1. Always use one single sample for the other root vertices in the intervened graph:
    a. Use the same original sample that was used to learn the equations.
    b. Draw a new "base sample" for the retraining part.
2. For each intervened sample, draw the other root vertices in the intervened graph anew.

Consider also:

* In reality, we do not observe a full sample of the graph (root vertices are not observed).
* Can we make assumptions about distribution of root vertices in real life, e.g. Gaussian?

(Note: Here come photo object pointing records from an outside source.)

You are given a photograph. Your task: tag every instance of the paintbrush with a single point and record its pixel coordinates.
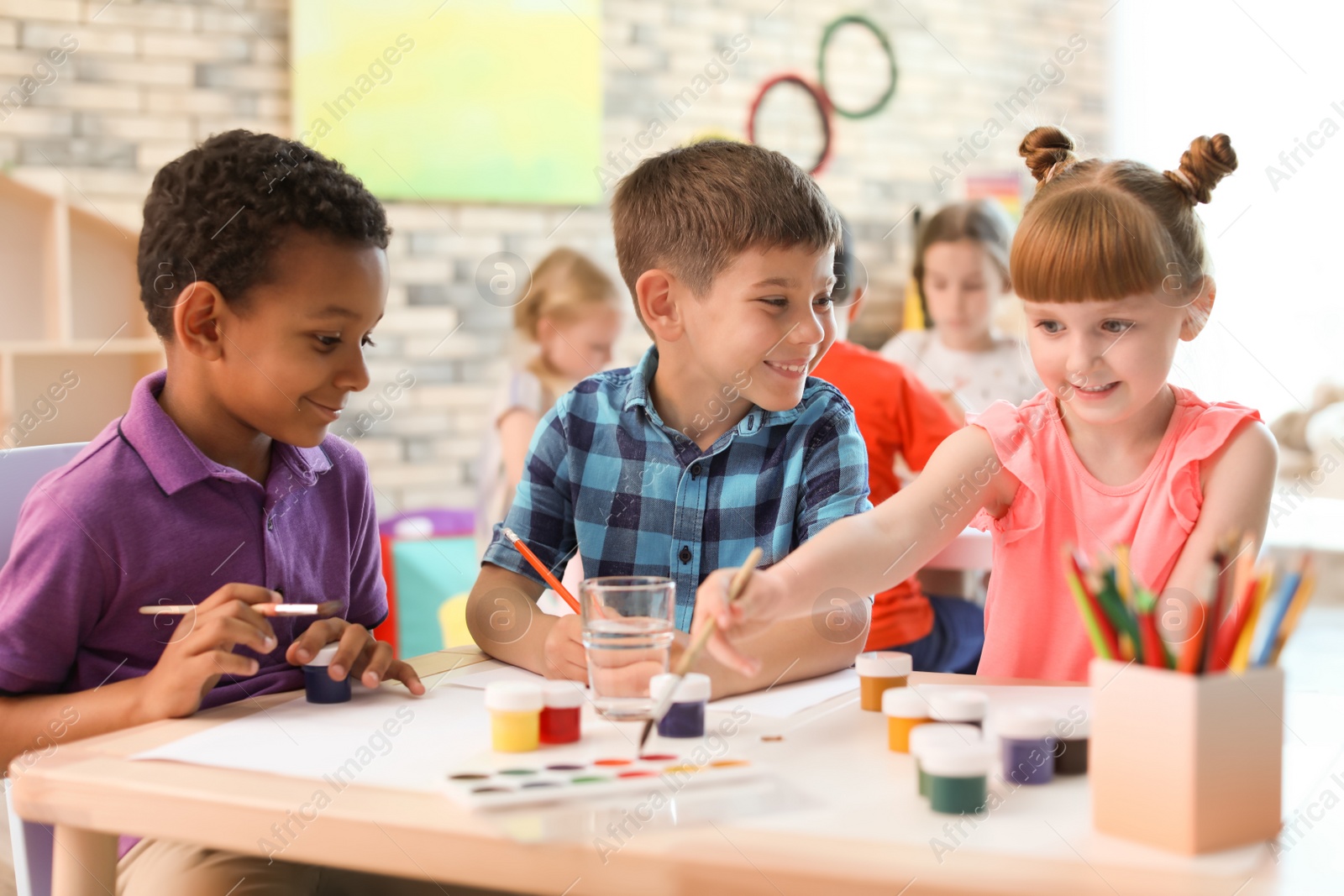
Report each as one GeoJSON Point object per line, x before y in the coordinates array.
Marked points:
{"type": "Point", "coordinates": [692, 652]}
{"type": "Point", "coordinates": [324, 609]}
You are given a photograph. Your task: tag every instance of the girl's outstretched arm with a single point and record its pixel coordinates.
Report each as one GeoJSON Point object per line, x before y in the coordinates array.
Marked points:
{"type": "Point", "coordinates": [1238, 484]}
{"type": "Point", "coordinates": [864, 553]}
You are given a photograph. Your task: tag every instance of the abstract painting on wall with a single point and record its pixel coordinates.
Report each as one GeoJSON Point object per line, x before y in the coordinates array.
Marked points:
{"type": "Point", "coordinates": [470, 101]}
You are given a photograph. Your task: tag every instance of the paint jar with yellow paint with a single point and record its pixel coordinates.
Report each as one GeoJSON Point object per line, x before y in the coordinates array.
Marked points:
{"type": "Point", "coordinates": [905, 710]}
{"type": "Point", "coordinates": [515, 710]}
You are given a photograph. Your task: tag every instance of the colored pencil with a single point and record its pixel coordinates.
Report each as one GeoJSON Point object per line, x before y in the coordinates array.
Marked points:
{"type": "Point", "coordinates": [1277, 613]}
{"type": "Point", "coordinates": [1242, 652]}
{"type": "Point", "coordinates": [1194, 647]}
{"type": "Point", "coordinates": [1155, 651]}
{"type": "Point", "coordinates": [1243, 589]}
{"type": "Point", "coordinates": [1223, 575]}
{"type": "Point", "coordinates": [541, 567]}
{"type": "Point", "coordinates": [1086, 609]}
{"type": "Point", "coordinates": [1124, 578]}
{"type": "Point", "coordinates": [324, 609]}
{"type": "Point", "coordinates": [1294, 613]}
{"type": "Point", "coordinates": [1128, 637]}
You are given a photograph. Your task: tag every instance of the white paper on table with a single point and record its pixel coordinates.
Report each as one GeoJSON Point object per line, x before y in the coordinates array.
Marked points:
{"type": "Point", "coordinates": [781, 701]}
{"type": "Point", "coordinates": [349, 741]}
{"type": "Point", "coordinates": [495, 671]}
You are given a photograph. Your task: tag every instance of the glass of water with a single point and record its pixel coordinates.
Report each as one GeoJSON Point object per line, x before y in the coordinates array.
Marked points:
{"type": "Point", "coordinates": [628, 637]}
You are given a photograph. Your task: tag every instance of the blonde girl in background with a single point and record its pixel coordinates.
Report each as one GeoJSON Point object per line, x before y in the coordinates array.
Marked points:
{"type": "Point", "coordinates": [1112, 266]}
{"type": "Point", "coordinates": [566, 327]}
{"type": "Point", "coordinates": [961, 275]}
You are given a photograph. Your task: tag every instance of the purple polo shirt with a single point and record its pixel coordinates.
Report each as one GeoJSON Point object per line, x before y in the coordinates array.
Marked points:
{"type": "Point", "coordinates": [143, 517]}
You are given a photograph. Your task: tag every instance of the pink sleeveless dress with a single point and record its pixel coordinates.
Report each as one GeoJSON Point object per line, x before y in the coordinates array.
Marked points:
{"type": "Point", "coordinates": [1032, 629]}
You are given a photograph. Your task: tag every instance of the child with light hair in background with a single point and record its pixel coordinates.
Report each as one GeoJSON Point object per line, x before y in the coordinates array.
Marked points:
{"type": "Point", "coordinates": [568, 324]}
{"type": "Point", "coordinates": [961, 277]}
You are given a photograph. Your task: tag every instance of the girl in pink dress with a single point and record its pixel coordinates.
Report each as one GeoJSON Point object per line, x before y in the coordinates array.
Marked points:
{"type": "Point", "coordinates": [1112, 268]}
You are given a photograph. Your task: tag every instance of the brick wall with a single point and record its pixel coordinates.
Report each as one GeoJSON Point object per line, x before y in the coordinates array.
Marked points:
{"type": "Point", "coordinates": [150, 80]}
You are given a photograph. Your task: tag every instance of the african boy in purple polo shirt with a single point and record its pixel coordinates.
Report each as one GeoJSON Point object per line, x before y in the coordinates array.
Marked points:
{"type": "Point", "coordinates": [262, 269]}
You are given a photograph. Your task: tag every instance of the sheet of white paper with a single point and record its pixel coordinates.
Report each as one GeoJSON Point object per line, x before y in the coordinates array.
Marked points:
{"type": "Point", "coordinates": [494, 671]}
{"type": "Point", "coordinates": [783, 701]}
{"type": "Point", "coordinates": [381, 738]}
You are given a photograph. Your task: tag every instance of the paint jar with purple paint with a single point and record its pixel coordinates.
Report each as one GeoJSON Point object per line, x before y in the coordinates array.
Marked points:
{"type": "Point", "coordinates": [1027, 745]}
{"type": "Point", "coordinates": [318, 683]}
{"type": "Point", "coordinates": [685, 714]}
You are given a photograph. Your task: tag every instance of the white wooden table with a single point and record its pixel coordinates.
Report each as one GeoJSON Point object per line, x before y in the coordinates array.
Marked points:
{"type": "Point", "coordinates": [858, 829]}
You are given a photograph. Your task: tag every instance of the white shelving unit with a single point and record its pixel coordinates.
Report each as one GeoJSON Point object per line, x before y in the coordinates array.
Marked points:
{"type": "Point", "coordinates": [69, 308]}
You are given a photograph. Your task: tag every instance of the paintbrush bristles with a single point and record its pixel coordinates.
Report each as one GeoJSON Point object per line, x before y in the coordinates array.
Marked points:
{"type": "Point", "coordinates": [692, 652]}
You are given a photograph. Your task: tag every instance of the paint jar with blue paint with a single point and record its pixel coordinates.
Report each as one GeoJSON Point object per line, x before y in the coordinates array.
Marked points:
{"type": "Point", "coordinates": [318, 683]}
{"type": "Point", "coordinates": [1073, 732]}
{"type": "Point", "coordinates": [1027, 745]}
{"type": "Point", "coordinates": [958, 777]}
{"type": "Point", "coordinates": [936, 736]}
{"type": "Point", "coordinates": [685, 714]}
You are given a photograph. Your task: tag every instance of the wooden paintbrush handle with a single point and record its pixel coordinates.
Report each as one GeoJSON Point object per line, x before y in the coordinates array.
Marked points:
{"type": "Point", "coordinates": [739, 582]}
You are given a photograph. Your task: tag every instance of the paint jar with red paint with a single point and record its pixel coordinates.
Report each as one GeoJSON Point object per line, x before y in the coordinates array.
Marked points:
{"type": "Point", "coordinates": [561, 712]}
{"type": "Point", "coordinates": [685, 714]}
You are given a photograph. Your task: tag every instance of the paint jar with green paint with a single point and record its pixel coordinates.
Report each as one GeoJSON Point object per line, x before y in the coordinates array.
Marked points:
{"type": "Point", "coordinates": [937, 736]}
{"type": "Point", "coordinates": [958, 777]}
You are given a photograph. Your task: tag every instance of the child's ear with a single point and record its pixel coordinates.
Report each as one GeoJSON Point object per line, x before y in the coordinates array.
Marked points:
{"type": "Point", "coordinates": [195, 320]}
{"type": "Point", "coordinates": [1200, 311]}
{"type": "Point", "coordinates": [655, 293]}
{"type": "Point", "coordinates": [855, 302]}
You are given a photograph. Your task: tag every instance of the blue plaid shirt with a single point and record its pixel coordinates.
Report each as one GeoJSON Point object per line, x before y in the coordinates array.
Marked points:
{"type": "Point", "coordinates": [605, 476]}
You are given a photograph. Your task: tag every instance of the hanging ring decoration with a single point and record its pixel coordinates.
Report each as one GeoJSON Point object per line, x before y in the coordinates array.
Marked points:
{"type": "Point", "coordinates": [864, 22]}
{"type": "Point", "coordinates": [819, 98]}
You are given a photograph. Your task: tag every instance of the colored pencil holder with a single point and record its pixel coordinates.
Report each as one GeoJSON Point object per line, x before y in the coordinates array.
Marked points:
{"type": "Point", "coordinates": [1186, 763]}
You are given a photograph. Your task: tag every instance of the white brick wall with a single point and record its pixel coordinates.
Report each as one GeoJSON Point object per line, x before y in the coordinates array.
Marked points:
{"type": "Point", "coordinates": [152, 78]}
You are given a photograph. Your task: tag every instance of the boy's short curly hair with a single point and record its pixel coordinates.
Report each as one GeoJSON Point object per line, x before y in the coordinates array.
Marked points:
{"type": "Point", "coordinates": [218, 212]}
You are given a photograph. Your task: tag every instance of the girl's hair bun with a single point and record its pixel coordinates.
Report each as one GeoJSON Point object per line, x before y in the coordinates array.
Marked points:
{"type": "Point", "coordinates": [1047, 150]}
{"type": "Point", "coordinates": [1206, 163]}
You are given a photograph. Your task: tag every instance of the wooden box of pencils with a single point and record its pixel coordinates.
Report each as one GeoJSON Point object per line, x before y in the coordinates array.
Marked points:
{"type": "Point", "coordinates": [1186, 763]}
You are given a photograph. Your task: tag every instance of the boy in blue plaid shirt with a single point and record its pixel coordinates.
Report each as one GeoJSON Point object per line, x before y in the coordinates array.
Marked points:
{"type": "Point", "coordinates": [717, 441]}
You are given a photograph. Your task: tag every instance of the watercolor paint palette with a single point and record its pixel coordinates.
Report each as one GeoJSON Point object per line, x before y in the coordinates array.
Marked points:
{"type": "Point", "coordinates": [517, 782]}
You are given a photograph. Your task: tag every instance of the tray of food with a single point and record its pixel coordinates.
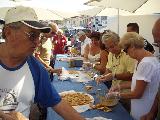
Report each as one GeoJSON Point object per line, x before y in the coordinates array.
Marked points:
{"type": "Point", "coordinates": [78, 100]}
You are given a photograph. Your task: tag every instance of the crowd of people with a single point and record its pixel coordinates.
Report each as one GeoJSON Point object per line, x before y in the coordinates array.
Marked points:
{"type": "Point", "coordinates": [126, 65]}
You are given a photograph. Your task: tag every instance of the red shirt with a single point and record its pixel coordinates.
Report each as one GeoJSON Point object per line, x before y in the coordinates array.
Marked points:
{"type": "Point", "coordinates": [59, 44]}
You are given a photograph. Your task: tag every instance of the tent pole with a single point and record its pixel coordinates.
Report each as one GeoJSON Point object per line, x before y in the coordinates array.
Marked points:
{"type": "Point", "coordinates": [118, 20]}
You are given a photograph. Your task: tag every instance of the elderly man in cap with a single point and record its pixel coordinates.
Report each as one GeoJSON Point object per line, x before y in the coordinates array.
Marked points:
{"type": "Point", "coordinates": [156, 106]}
{"type": "Point", "coordinates": [23, 79]}
{"type": "Point", "coordinates": [84, 40]}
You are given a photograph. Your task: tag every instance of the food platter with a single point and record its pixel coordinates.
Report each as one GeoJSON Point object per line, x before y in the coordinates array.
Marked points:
{"type": "Point", "coordinates": [78, 100]}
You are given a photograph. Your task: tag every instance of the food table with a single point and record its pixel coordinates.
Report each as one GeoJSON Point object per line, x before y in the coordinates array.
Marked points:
{"type": "Point", "coordinates": [117, 113]}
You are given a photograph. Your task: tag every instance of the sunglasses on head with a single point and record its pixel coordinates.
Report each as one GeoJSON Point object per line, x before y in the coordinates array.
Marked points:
{"type": "Point", "coordinates": [32, 35]}
{"type": "Point", "coordinates": [126, 49]}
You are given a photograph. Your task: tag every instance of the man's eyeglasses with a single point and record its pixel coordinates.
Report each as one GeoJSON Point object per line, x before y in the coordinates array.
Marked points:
{"type": "Point", "coordinates": [126, 49]}
{"type": "Point", "coordinates": [32, 35]}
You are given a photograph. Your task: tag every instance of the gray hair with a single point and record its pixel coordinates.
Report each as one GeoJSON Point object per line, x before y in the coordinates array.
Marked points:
{"type": "Point", "coordinates": [110, 36]}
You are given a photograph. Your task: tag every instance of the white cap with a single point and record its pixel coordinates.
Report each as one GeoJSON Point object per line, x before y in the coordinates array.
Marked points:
{"type": "Point", "coordinates": [25, 15]}
{"type": "Point", "coordinates": [80, 33]}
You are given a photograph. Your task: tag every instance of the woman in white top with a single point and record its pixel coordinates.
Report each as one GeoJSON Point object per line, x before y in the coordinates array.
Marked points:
{"type": "Point", "coordinates": [145, 80]}
{"type": "Point", "coordinates": [96, 53]}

If so, how do we find the corresponding root vertex values belonging to one specific observation. (If we see P, X, Y, how do we find the corresponding Nx, A, Np?) While the distributions are enough to sample new values, the specific corresponding values are needed to learn the equations in the first step.

For the linear example, we choose random normal distributions with different variances as interventions.

In [None]:
intervention_spec = {
    'P': {
         'randn': [(0, 3), (0, 3), (0, 5), (0, 5)],
         },
    }
interventions = Interventions(sem, orig_sample, intervention_spec)
interventions.summary()

## Train a corrected version

Eventually we can actually retrain part of the target network, in this case the network for `'Y'` to minimize the variance of predictions across all different intervened samples. Note that here it seems like it only makes sense to do this for the same values of root vertices (closer to counterfactual?), because why would I want similar `'Y'` values for completely different starting values? On the other hand, we want that to be true in distribution, hence for a large batch size, we could also try to enforce that criterion with different values for the root vertices in each intervened sample.

In [None]:
corrected = interventions.train_corrected(epochs=100, batchsize=64)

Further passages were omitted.